Autoregressive rollout naturally suffers from error accumulation; Vid2World's FVD/FID on RECON is still inferior to the single-step NWM. Stability over long horizons needs improvement.
Extrapolative weight transfer relies on the assumption that "future features can be linearly extrapolated from the past," which may not hold in scenarios with extreme motion or highly non-linear dynamics.
Evaluation focuses mainly on video prediction fidelity and a single Real2Sim policy test; more downstream decision-making experiments are needed to prove end-to-end value in planning/control loops.
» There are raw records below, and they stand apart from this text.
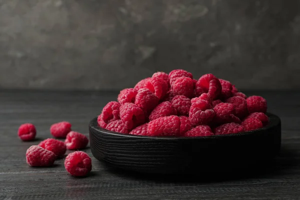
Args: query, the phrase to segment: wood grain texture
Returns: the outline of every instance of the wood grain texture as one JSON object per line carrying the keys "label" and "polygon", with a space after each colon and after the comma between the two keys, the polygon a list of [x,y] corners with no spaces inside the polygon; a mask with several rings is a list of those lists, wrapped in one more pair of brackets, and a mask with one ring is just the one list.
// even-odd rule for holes
{"label": "wood grain texture", "polygon": [[[30,167],[25,152],[50,137],[50,126],[60,120],[88,135],[90,120],[118,92],[0,91],[0,200],[298,199],[300,92],[246,93],[265,97],[268,111],[282,120],[282,151],[268,168],[232,177],[206,172],[200,176],[147,176],[114,170],[92,157],[90,176],[76,178],[68,174],[62,159],[52,168]],[[36,124],[38,140],[18,138],[18,126],[26,122]],[[89,148],[84,150],[92,156]]]}

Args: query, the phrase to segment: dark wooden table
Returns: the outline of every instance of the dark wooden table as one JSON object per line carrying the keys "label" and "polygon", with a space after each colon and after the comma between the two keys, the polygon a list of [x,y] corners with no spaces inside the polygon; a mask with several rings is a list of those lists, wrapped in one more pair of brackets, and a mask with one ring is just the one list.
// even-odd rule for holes
{"label": "dark wooden table", "polygon": [[[224,200],[300,198],[300,92],[248,92],[266,98],[268,110],[282,122],[282,150],[270,166],[244,176],[202,180],[143,176],[116,170],[92,157],[92,170],[84,178],[70,176],[63,159],[50,168],[31,168],[26,149],[50,138],[54,122],[68,120],[88,134],[88,124],[114,92],[0,92],[0,200]],[[17,130],[34,124],[38,140],[22,142]],[[70,152],[68,151],[67,153]],[[205,174],[205,172],[204,172]]]}

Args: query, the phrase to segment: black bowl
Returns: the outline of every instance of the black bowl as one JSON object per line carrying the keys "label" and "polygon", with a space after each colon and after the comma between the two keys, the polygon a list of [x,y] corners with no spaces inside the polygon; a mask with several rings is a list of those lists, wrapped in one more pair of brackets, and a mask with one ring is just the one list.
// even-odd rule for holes
{"label": "black bowl", "polygon": [[228,172],[258,166],[276,156],[281,144],[280,118],[254,131],[204,137],[151,137],[124,134],[90,124],[94,156],[110,166],[140,172],[176,174]]}

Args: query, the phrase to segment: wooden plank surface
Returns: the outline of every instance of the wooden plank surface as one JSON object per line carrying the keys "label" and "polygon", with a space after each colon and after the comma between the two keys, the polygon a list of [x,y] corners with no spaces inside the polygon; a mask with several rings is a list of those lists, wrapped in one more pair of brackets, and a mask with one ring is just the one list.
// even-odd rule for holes
{"label": "wooden plank surface", "polygon": [[[134,174],[112,169],[87,148],[84,150],[92,157],[92,172],[78,178],[66,172],[63,159],[52,168],[29,166],[26,150],[50,138],[50,126],[61,120],[88,135],[90,120],[118,92],[0,91],[0,200],[300,198],[300,92],[246,93],[265,97],[268,111],[282,119],[282,153],[268,168],[230,178]],[[37,140],[18,139],[18,126],[26,122],[36,125]]]}

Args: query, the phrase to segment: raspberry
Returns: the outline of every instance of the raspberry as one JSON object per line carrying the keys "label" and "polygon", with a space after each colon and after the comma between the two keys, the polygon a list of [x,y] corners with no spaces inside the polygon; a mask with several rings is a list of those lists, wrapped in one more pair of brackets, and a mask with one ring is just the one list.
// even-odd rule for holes
{"label": "raspberry", "polygon": [[132,130],[145,122],[144,111],[132,103],[126,103],[120,107],[120,117],[125,128]]}
{"label": "raspberry", "polygon": [[36,138],[36,130],[32,124],[24,124],[20,126],[18,135],[23,141],[33,140]]}
{"label": "raspberry", "polygon": [[257,118],[248,118],[242,122],[245,131],[256,130],[262,128],[264,126],[262,122]]}
{"label": "raspberry", "polygon": [[232,104],[234,106],[234,114],[240,118],[243,118],[248,114],[247,101],[240,96],[232,96],[226,100],[226,102]]}
{"label": "raspberry", "polygon": [[170,85],[173,84],[173,82],[180,77],[188,77],[192,79],[192,74],[184,70],[173,70],[169,73]]}
{"label": "raspberry", "polygon": [[144,124],[132,130],[129,134],[135,134],[136,136],[148,136],[148,124]]}
{"label": "raspberry", "polygon": [[138,90],[133,88],[127,88],[120,92],[118,96],[118,101],[120,104],[134,103]]}
{"label": "raspberry", "polygon": [[149,79],[145,86],[160,99],[164,96],[168,90],[168,86],[166,81],[155,77]]}
{"label": "raspberry", "polygon": [[108,102],[102,110],[102,114],[99,116],[97,121],[100,127],[105,128],[110,122],[120,120],[120,108],[121,104],[118,102]]}
{"label": "raspberry", "polygon": [[214,114],[214,112],[208,102],[198,100],[192,104],[188,120],[194,126],[207,124],[212,120]]}
{"label": "raspberry", "polygon": [[70,150],[79,150],[86,147],[88,139],[83,134],[72,131],[66,135],[64,144],[66,148]]}
{"label": "raspberry", "polygon": [[251,96],[248,98],[246,100],[249,113],[266,112],[266,100],[262,96]]}
{"label": "raspberry", "polygon": [[177,110],[178,115],[188,116],[188,112],[192,104],[190,98],[183,95],[178,95],[171,100],[171,104]]}
{"label": "raspberry", "polygon": [[32,166],[48,166],[53,165],[56,158],[52,152],[37,145],[33,145],[26,152],[27,164]]}
{"label": "raspberry", "polygon": [[180,120],[180,134],[184,136],[186,132],[192,128],[192,123],[188,120],[188,118],[186,116],[180,116],[179,119]]}
{"label": "raspberry", "polygon": [[172,104],[169,102],[164,102],[159,104],[154,108],[149,116],[150,121],[160,116],[175,116],[177,114],[177,110],[172,107]]}
{"label": "raspberry", "polygon": [[236,123],[224,124],[214,129],[216,135],[237,134],[244,131],[242,126]]}
{"label": "raspberry", "polygon": [[150,112],[154,108],[158,103],[160,100],[147,88],[140,89],[136,96],[134,104],[143,110]]}
{"label": "raspberry", "polygon": [[218,79],[211,74],[203,75],[196,84],[196,93],[198,96],[202,93],[208,93],[210,98],[214,100],[222,90],[222,86]]}
{"label": "raspberry", "polygon": [[62,156],[64,154],[66,148],[63,142],[48,138],[41,142],[38,146],[45,150],[52,152],[58,156]]}
{"label": "raspberry", "polygon": [[106,129],[115,132],[120,132],[122,134],[129,133],[129,130],[125,128],[125,124],[120,120],[118,120],[110,122],[106,126]]}
{"label": "raspberry", "polygon": [[145,88],[146,84],[147,83],[147,82],[150,78],[151,78],[148,77],[148,78],[143,79],[142,80],[140,80],[136,84],[136,86],[134,86],[134,88],[136,90],[138,90],[142,89],[142,88]]}
{"label": "raspberry", "polygon": [[180,136],[180,120],[178,116],[162,116],[148,124],[151,136]]}
{"label": "raspberry", "polygon": [[172,90],[177,95],[184,95],[190,98],[194,92],[194,84],[192,78],[188,77],[180,77],[173,82]]}
{"label": "raspberry", "polygon": [[186,137],[198,137],[202,136],[214,136],[214,134],[208,126],[200,125],[192,128],[186,132],[184,136]]}
{"label": "raspberry", "polygon": [[71,131],[72,125],[68,122],[61,122],[56,123],[50,127],[50,132],[58,138],[66,138],[66,134]]}
{"label": "raspberry", "polygon": [[92,159],[84,152],[73,152],[66,158],[64,168],[72,176],[83,176],[92,170]]}

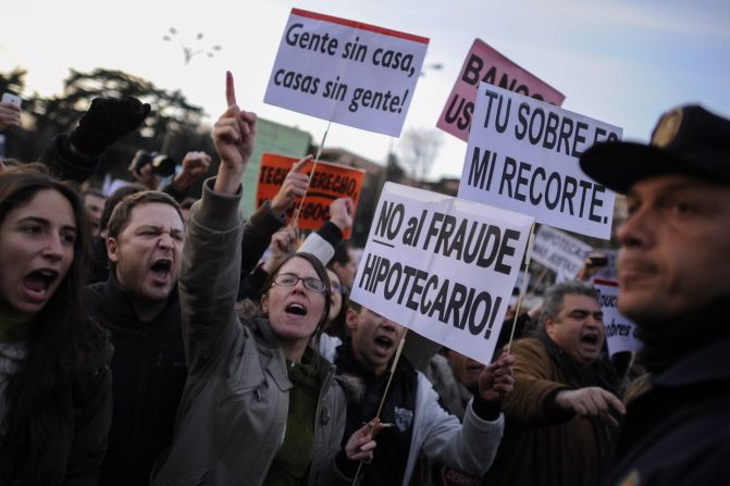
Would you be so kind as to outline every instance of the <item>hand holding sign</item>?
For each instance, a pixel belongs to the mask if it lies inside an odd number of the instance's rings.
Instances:
[[[236,104],[231,72],[225,74],[225,99],[228,108],[215,122],[211,135],[221,157],[214,190],[236,194],[256,141],[256,114],[243,111]]]
[[[275,213],[283,213],[288,211],[294,207],[297,198],[304,198],[307,194],[307,187],[309,186],[309,176],[302,174],[305,165],[307,162],[312,160],[312,155],[307,155],[304,159],[300,159],[299,162],[294,164],[286,178],[284,184],[282,184],[281,189],[276,192],[276,196],[271,200],[271,209]]]
[[[512,376],[515,357],[504,353],[497,361],[484,366],[479,375],[479,396],[484,401],[497,401],[504,395],[512,391],[515,377]]]
[[[618,422],[611,415],[611,411],[621,415],[626,413],[621,400],[597,386],[559,391],[555,396],[555,403],[562,410],[572,411],[583,419],[601,419],[613,427],[618,427]]]
[[[355,221],[355,204],[351,198],[337,198],[330,204],[330,221],[333,222],[341,232],[345,232],[352,226]]]
[[[21,126],[21,109],[13,103],[0,103],[0,130],[9,126]]]
[[[271,273],[279,267],[279,264],[286,260],[286,257],[294,253],[297,249],[297,230],[292,226],[285,226],[274,233],[269,245],[271,253],[269,259],[261,266],[267,273]]]
[[[382,428],[383,424],[380,422],[380,419],[373,419],[355,431],[345,445],[347,459],[367,463],[372,462],[372,454],[378,446],[373,439]]]

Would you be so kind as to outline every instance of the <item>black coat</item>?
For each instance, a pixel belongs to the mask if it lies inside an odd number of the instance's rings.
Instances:
[[[101,484],[148,484],[157,456],[172,443],[187,376],[177,290],[147,323],[137,317],[113,272],[88,290],[89,313],[111,332],[114,342],[114,411]]]
[[[728,354],[730,337],[653,377],[628,407],[609,485],[730,483]]]

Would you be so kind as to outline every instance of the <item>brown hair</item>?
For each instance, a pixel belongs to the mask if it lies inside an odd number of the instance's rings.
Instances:
[[[127,224],[129,224],[132,210],[138,205],[151,203],[162,203],[173,207],[177,212],[180,220],[185,221],[183,220],[183,213],[180,211],[180,204],[172,197],[159,190],[145,190],[134,194],[116,204],[109,219],[107,237],[119,237],[120,233],[122,233]]]

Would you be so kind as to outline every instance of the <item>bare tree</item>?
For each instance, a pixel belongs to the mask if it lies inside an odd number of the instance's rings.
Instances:
[[[443,142],[443,134],[435,128],[417,127],[406,130],[398,142],[404,169],[416,182],[423,182],[433,165]]]

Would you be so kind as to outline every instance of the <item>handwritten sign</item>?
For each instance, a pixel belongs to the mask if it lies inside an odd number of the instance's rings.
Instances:
[[[561,105],[566,99],[557,89],[515,64],[482,39],[474,39],[463,60],[459,77],[446,100],[436,126],[463,141],[474,113],[479,83],[488,83],[520,95]]]
[[[576,278],[591,246],[558,229],[540,226],[532,247],[532,259],[557,274]]]
[[[604,313],[608,354],[640,349],[642,344],[636,339],[636,325],[618,311],[618,283],[595,278],[593,285],[598,289],[598,302]]]
[[[578,159],[621,128],[482,83],[459,197],[530,214],[539,223],[608,239],[614,192]]]
[[[259,169],[259,185],[256,190],[256,207],[259,208],[265,201],[273,199],[279,192],[286,174],[299,159],[293,157],[277,155],[275,153],[263,153],[261,155],[261,167]],[[327,162],[318,162],[317,170],[312,174],[313,162],[305,164],[304,174],[310,176],[309,189],[305,196],[305,203],[299,213],[298,227],[302,229],[319,229],[325,221],[330,220],[330,203],[337,198],[352,198],[352,204],[357,211],[360,200],[360,189],[364,180],[366,172],[361,169],[352,169]],[[299,201],[295,208],[299,207]],[[289,223],[294,217],[294,209],[289,211]],[[349,238],[350,229],[346,229],[345,238]]]
[[[398,137],[429,39],[292,9],[264,102]]]

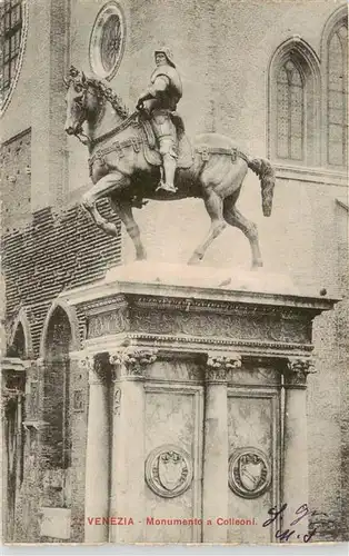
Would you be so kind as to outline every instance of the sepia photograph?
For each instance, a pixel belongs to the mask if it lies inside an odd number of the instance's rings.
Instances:
[[[349,542],[348,6],[0,26],[2,544]]]

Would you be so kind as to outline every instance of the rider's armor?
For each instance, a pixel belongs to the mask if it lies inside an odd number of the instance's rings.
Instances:
[[[157,53],[163,53],[167,63],[154,69],[150,86],[139,101],[148,101],[147,109],[162,158],[166,179],[163,182],[163,172],[161,172],[159,188],[176,192],[173,179],[178,158],[178,138],[173,118],[177,103],[182,97],[182,83],[170,52],[164,49],[157,50]]]

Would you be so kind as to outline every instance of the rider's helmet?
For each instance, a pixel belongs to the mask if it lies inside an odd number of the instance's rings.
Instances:
[[[157,56],[159,53],[164,54],[169,64],[172,66],[172,68],[176,68],[176,64],[173,62],[173,54],[169,48],[166,48],[166,47],[159,48],[158,50],[154,51],[154,56]]]

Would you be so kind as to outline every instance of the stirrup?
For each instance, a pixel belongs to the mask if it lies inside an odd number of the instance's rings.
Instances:
[[[169,191],[170,193],[177,193],[177,187],[169,183],[164,183],[163,181],[160,181],[156,191],[159,191],[159,189],[163,189],[164,191]]]

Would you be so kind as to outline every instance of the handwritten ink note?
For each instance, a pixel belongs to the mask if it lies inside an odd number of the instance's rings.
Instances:
[[[279,517],[282,518],[285,515],[285,510],[288,507],[288,505],[285,503],[280,508],[278,506],[273,506],[268,510],[268,515],[270,516],[266,522],[262,524],[263,527],[269,527],[272,523],[275,523]],[[313,516],[327,516],[323,512],[318,512],[318,510],[311,510],[308,507],[308,504],[302,504],[299,506],[299,508],[296,509],[295,512],[295,518],[288,524],[283,524],[280,529],[276,532],[276,538],[278,540],[281,540],[283,543],[287,543],[288,540],[298,540],[300,543],[309,543],[309,540],[315,536],[317,533],[316,527],[310,527],[309,532],[306,534],[298,534],[297,533],[297,525],[305,519],[306,517],[313,517]],[[282,519],[281,519],[282,523]]]

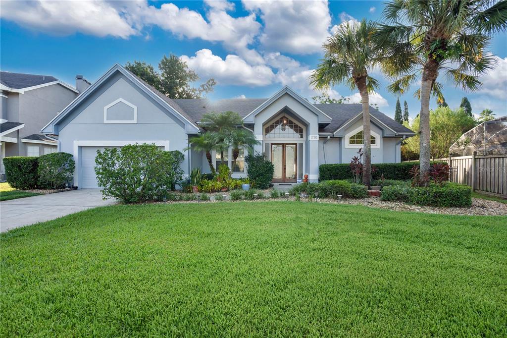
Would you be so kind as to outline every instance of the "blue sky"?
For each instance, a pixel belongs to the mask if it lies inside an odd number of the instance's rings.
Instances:
[[[378,1],[326,2],[3,2],[0,66],[3,71],[50,75],[71,85],[76,74],[93,82],[115,63],[143,60],[156,65],[164,54],[180,56],[203,80],[218,85],[211,99],[266,97],[287,85],[310,98],[307,78],[321,57],[320,45],[335,25],[363,18],[381,19]],[[490,108],[507,115],[507,34],[496,35],[491,51],[498,66],[478,93],[452,84],[444,95],[451,108],[468,97],[474,113]],[[388,81],[372,95],[393,116],[396,97]],[[441,81],[446,82],[443,78]],[[419,103],[400,98],[411,116]],[[337,86],[332,96],[358,94]],[[435,107],[434,100],[432,107]]]

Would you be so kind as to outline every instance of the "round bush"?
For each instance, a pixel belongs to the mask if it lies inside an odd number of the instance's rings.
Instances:
[[[268,189],[273,181],[274,165],[264,154],[248,154],[245,158],[250,182],[256,189]]]
[[[39,157],[12,156],[4,159],[7,182],[17,189],[35,189],[38,186]]]
[[[71,182],[76,169],[73,155],[68,153],[53,153],[39,158],[39,186],[43,189],[61,189]]]

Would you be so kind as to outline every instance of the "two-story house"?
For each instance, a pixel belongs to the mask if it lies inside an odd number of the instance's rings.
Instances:
[[[82,76],[74,88],[47,75],[0,72],[1,173],[7,156],[38,156],[57,151],[58,140],[41,128],[88,86]]]

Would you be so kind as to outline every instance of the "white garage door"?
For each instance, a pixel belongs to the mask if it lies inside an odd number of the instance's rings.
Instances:
[[[95,174],[95,158],[97,151],[113,147],[81,147],[81,186],[84,189],[97,189],[97,176]]]

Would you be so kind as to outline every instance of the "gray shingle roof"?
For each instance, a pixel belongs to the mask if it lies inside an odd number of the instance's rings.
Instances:
[[[38,86],[58,80],[56,78],[48,75],[0,72],[0,83],[4,86],[15,89]]]
[[[172,99],[171,98],[169,98],[167,96],[166,96],[165,95],[164,95],[162,93],[160,92],[160,91],[159,91],[159,90],[158,90],[155,87],[154,87],[153,86],[152,86],[149,83],[148,83],[148,82],[147,82],[146,81],[145,81],[144,80],[143,80],[142,79],[140,78],[140,77],[139,77],[138,76],[137,76],[137,75],[136,75],[135,74],[134,74],[134,73],[133,73],[132,72],[130,72],[130,71],[129,71],[126,68],[125,69],[125,70],[127,71],[127,72],[128,72],[129,73],[130,73],[133,76],[135,76],[136,77],[136,78],[137,79],[137,80],[138,80],[139,81],[140,81],[145,86],[146,86],[147,87],[148,87],[148,88],[149,88],[150,89],[151,89],[152,91],[153,91],[154,93],[155,93],[155,94],[156,94],[159,97],[160,97],[163,100],[164,100],[164,101],[165,101],[166,102],[167,102],[167,104],[169,106],[170,106],[171,107],[172,107],[173,108],[174,108],[175,110],[176,110],[177,112],[178,112],[178,113],[179,113],[180,114],[182,114],[182,115],[183,115],[184,116],[185,116],[185,118],[186,118],[189,121],[190,121],[193,122],[197,122],[197,120],[194,120],[194,119],[193,119],[191,116],[190,116],[188,114],[187,114],[187,112],[185,110],[184,110],[183,109],[182,109],[182,108],[180,107],[179,107],[179,106],[178,106],[178,104],[176,102],[175,102],[175,100],[173,100],[173,99]]]
[[[33,140],[33,141],[43,141],[46,142],[53,142],[55,144],[56,144],[57,143],[56,140],[51,139],[45,135],[41,135],[40,134],[32,134],[31,135],[28,135],[28,136],[25,136],[22,138],[26,140]]]
[[[241,117],[244,117],[267,99],[229,98],[211,102],[206,99],[188,98],[171,100],[184,110],[192,118],[192,120],[199,122],[202,118],[202,115],[211,112],[231,111],[237,113]],[[360,104],[317,104],[314,105],[333,119],[331,123],[319,128],[319,131],[321,132],[336,131],[347,121],[363,111],[363,106]],[[370,112],[396,132],[412,132],[375,108],[370,107]]]
[[[0,123],[0,132],[4,132],[23,124],[22,122],[6,122]]]

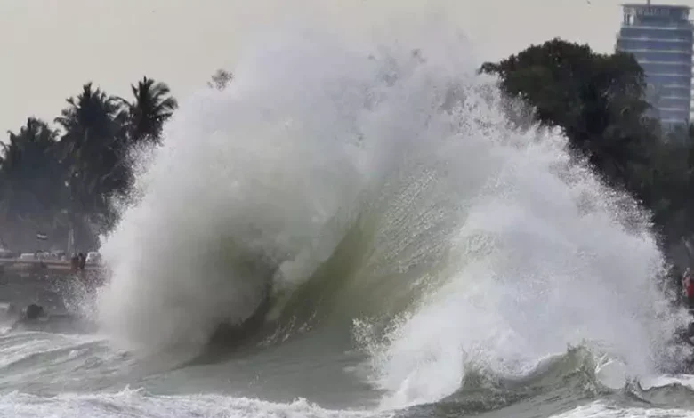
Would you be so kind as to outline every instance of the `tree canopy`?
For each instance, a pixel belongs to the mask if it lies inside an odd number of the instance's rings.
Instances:
[[[560,127],[608,184],[649,209],[661,244],[694,233],[694,129],[666,130],[651,117],[633,55],[553,39],[480,72],[498,76],[506,94],[531,106],[541,124]]]
[[[62,248],[71,229],[80,248],[91,248],[113,225],[111,199],[132,180],[129,148],[158,143],[178,106],[165,83],[144,77],[131,89],[129,101],[87,83],[67,99],[56,129],[29,117],[8,133],[0,159],[3,245],[34,251],[41,232]]]

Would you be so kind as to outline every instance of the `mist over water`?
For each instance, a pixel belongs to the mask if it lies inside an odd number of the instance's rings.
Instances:
[[[353,334],[383,407],[569,346],[654,373],[684,317],[645,217],[559,132],[512,124],[452,33],[281,33],[185,102],[101,248],[102,330],[190,358],[270,298],[263,329]]]

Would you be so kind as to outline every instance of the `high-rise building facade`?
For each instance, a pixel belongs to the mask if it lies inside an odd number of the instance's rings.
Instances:
[[[692,30],[690,8],[624,4],[617,50],[630,52],[643,68],[648,100],[664,125],[690,123]]]

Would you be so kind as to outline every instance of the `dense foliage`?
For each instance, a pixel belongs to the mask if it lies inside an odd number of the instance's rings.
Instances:
[[[540,123],[561,128],[608,184],[650,209],[664,247],[694,233],[694,129],[665,130],[650,117],[633,56],[553,39],[480,71],[499,76],[505,93],[532,106]]]

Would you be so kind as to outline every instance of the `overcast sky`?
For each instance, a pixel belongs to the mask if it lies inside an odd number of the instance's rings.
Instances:
[[[147,75],[184,99],[216,68],[233,70],[252,31],[298,12],[340,30],[364,31],[395,15],[421,15],[436,4],[472,40],[480,60],[555,36],[611,52],[622,2],[590,2],[0,0],[0,133],[19,129],[30,115],[52,120],[88,80],[125,95]],[[694,0],[668,4],[691,6]]]

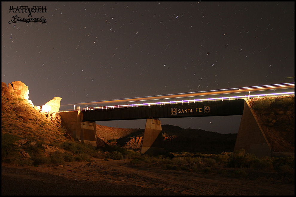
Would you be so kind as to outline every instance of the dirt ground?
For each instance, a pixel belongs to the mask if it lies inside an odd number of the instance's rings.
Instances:
[[[14,168],[29,169],[71,179],[105,181],[123,185],[169,190],[177,194],[205,195],[294,195],[293,184],[178,171],[130,165],[129,160],[67,162],[63,165]],[[2,165],[9,166],[2,164]]]

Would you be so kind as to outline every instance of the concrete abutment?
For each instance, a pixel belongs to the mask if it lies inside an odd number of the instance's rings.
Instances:
[[[82,142],[97,146],[95,121],[83,121],[83,114],[80,111],[59,113],[62,123],[73,138]]]

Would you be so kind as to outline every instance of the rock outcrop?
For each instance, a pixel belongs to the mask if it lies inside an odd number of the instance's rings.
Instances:
[[[41,110],[43,111],[58,112],[61,105],[60,97],[54,97],[53,99],[42,106]]]
[[[18,97],[29,100],[29,88],[21,81],[13,81],[8,84],[8,88],[10,92],[14,93]]]
[[[29,92],[28,86],[21,81],[13,81],[11,83],[8,83],[8,87],[6,83],[1,82],[1,95],[5,95],[7,99],[9,99],[12,94],[14,94],[18,98],[25,99],[29,104],[33,106],[34,105],[32,101],[29,100]]]
[[[4,82],[1,83],[1,94],[5,95],[7,98],[10,98],[11,96],[7,85]]]

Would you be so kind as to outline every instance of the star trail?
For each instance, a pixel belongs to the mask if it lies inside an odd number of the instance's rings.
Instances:
[[[1,81],[25,83],[36,106],[294,81],[294,2],[5,2],[1,11]],[[241,117],[161,121],[235,133]],[[133,121],[102,123],[144,126]]]

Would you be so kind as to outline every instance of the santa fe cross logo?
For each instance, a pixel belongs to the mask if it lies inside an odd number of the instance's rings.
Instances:
[[[172,108],[171,109],[171,115],[177,115],[177,108]]]

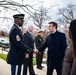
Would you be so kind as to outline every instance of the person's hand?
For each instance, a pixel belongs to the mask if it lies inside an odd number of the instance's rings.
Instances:
[[[26,55],[25,55],[25,58],[29,58],[29,54],[26,54]]]
[[[37,49],[34,49],[34,53],[37,54],[38,53],[38,50]]]

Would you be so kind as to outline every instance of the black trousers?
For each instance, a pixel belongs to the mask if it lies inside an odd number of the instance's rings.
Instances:
[[[38,53],[36,55],[36,64],[37,64],[37,67],[40,67],[41,64],[42,64],[43,54],[44,54],[44,52],[40,52],[40,53]]]
[[[47,68],[47,75],[53,75],[53,70],[51,68]],[[62,70],[61,69],[55,69],[57,72],[57,75],[61,75]]]
[[[25,59],[25,63],[24,63],[24,66],[23,66],[23,75],[27,75],[27,69],[29,69],[29,74],[30,75],[35,75],[35,72],[34,72],[34,69],[33,69],[33,55],[31,54],[29,56],[29,58],[26,58]]]

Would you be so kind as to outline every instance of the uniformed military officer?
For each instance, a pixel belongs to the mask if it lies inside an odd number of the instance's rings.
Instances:
[[[36,44],[37,49],[44,44],[43,30],[42,29],[38,30],[38,35],[35,37],[35,44]],[[37,68],[38,69],[43,68],[43,66],[41,65],[42,64],[42,59],[43,59],[43,54],[44,54],[44,51],[39,52],[36,55],[36,63],[37,63]]]
[[[30,53],[32,49],[24,45],[21,30],[19,29],[23,25],[24,14],[16,14],[13,17],[14,25],[9,33],[10,50],[7,55],[7,63],[11,64],[11,75],[20,75],[21,65],[25,62],[24,53]],[[17,65],[18,71],[15,74]]]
vs. Conditional Image-based World Models (DIAMOND, etc.): These view world modeling as "frame-by-frame generation conditioned on a fixed-length historical window"; while autoregressive, context is limited and long-range reasoning is difficult. Vid2World inherits the strong temporal priors of video diffusion, significantly outperforming DIAMOND on CS:GO.
vs. Full-sequence Video World Models: These provide temporal consistency but only generate fixed blocks, lacking interactivity. Vid2World's causalization fills this gap to enable interaction.
vs. NWM (Navigation World Model): NWM explicitly conditions on a prediction step \(t\), allowing single-step distant prediction to bypass error accumulation, and it uses much more compute. Vid2World matches it even under autoregressive constraints, demonstrating the efficiency of transferring priors from action-free videos.
vs. Transfer works adding action modules/adapters (e.g., AVID): These often overlook interactivity and temporal causality. Vid2World makes causalization and action guidance systematic, yielding superior transfer results on RT-1.

Rating¶

Novelty: ⭐⭐⭐⭐⭐ First to systematically study transferring full-sequence non-causal video diffusion to autoregressive interactive world models. Extrapolative weight transfer and causal action guidance are original.
Experimental Thoroughness: ⭐⭐⭐⭐ Covers three domains + Real2Sim + comprehensive ablations, though base model size and downstream decision-loop experiments are limited.
Writing Quality: ⭐⭐⭐⭐⭐ Problem decomposition is clear, methodology is logically layered, and theory aligns with ablation results.
Value: ⭐⭐⭐⭐⭐ Points toward a scalable, low-data-cost path for building world models using internet video priors; tricks are highly transferable.